May 24, 2011
Most of our clients at McLellan Marketing Group could be classified as underdogs. Call them challenger brands, the little guy or the rising star — but odds are, they have a Goliath or two in their path.
We love helping them topple the big guys and steal their thunder. In fact, we believe that it’s a market ADVANTAGE not to be the biggest. Yup…. being an underdog is a plus in our book.
Why? In today’s world of constant change, it’s a lot easier to win the hearts and minds of buyers if you’re nimble, not bound by layers of corporate and committee decision making and you can wear your heart on your sleeve. Market leaders don’t actually want to engage in a fight and they hate scrappy little guys who take them off their well prescribed path. That’s how you beat them — you make them play your game.
Here’s the unspoken truth of underdog marketing. You don’t have to actually destroy the industry leader — you just need to take a good sized piece of his pie. In fact, you don’t, in most cases, want to be the leader. Why wear the target on your back? It’s more fun to be the challenger — the one who can break some rules, change the game… and create love affairs with your customers.
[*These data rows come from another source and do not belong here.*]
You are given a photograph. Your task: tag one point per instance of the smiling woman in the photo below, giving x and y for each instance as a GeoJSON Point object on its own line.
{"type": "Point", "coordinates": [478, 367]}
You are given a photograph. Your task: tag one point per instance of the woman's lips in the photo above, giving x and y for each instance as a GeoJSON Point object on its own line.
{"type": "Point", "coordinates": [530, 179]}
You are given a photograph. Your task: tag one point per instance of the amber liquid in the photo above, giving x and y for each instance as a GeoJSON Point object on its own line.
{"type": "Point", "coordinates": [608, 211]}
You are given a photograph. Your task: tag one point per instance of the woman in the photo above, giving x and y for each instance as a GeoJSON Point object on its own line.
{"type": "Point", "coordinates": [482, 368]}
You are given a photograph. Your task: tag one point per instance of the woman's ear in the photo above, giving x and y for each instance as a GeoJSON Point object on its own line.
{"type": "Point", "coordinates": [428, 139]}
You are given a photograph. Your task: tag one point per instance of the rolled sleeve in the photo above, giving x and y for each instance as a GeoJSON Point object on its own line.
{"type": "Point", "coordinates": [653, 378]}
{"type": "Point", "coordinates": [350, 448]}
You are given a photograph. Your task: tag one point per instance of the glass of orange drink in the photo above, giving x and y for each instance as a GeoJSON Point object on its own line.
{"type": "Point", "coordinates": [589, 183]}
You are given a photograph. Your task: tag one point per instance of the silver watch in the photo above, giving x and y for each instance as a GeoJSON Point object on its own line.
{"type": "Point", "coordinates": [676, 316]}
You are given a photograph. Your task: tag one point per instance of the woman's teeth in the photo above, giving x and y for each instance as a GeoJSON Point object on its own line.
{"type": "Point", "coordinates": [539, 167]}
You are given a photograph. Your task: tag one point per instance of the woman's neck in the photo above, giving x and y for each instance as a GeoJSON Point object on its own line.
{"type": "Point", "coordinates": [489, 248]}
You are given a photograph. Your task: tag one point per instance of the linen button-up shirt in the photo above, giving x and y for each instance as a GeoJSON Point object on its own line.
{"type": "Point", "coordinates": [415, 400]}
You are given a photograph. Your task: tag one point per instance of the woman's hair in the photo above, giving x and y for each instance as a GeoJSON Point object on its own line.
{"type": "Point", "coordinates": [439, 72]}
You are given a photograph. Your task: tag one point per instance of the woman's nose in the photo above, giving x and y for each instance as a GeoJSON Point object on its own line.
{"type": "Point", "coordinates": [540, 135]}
That’s why I was eager to read Stephen Denny’s book Killing Giants (click here to buy*) Denny interviewed 70 “giant killers” and tells their story in his new book which outlines some powerful techniques for knocking the big guys down a peg or two.
The book presents 10 strategies that businesses can adopt to overcome a market leader. The strategies run from taking advantage of the speed and agility of being small to the willingness to take on some risks that the big boys can’t stomach.
He’s structured the book well — each chapter is divided into the strategy, the stories and the take aways. My only “complaint” is that Denny’s underdogs are what many of us would consider to be giants in their own right — like Adobe or Hersey’s Krackel. But it’s a good reminder that even large organizations like Hershey can be an underdog and have to think differently. The techniques they used translate just fine to a local bank or CPA. So don’t dismiss the book just because many of the examples are national brands you recognize.
I think you’ll find the book gets you fired up to go out there and take on a giant or two!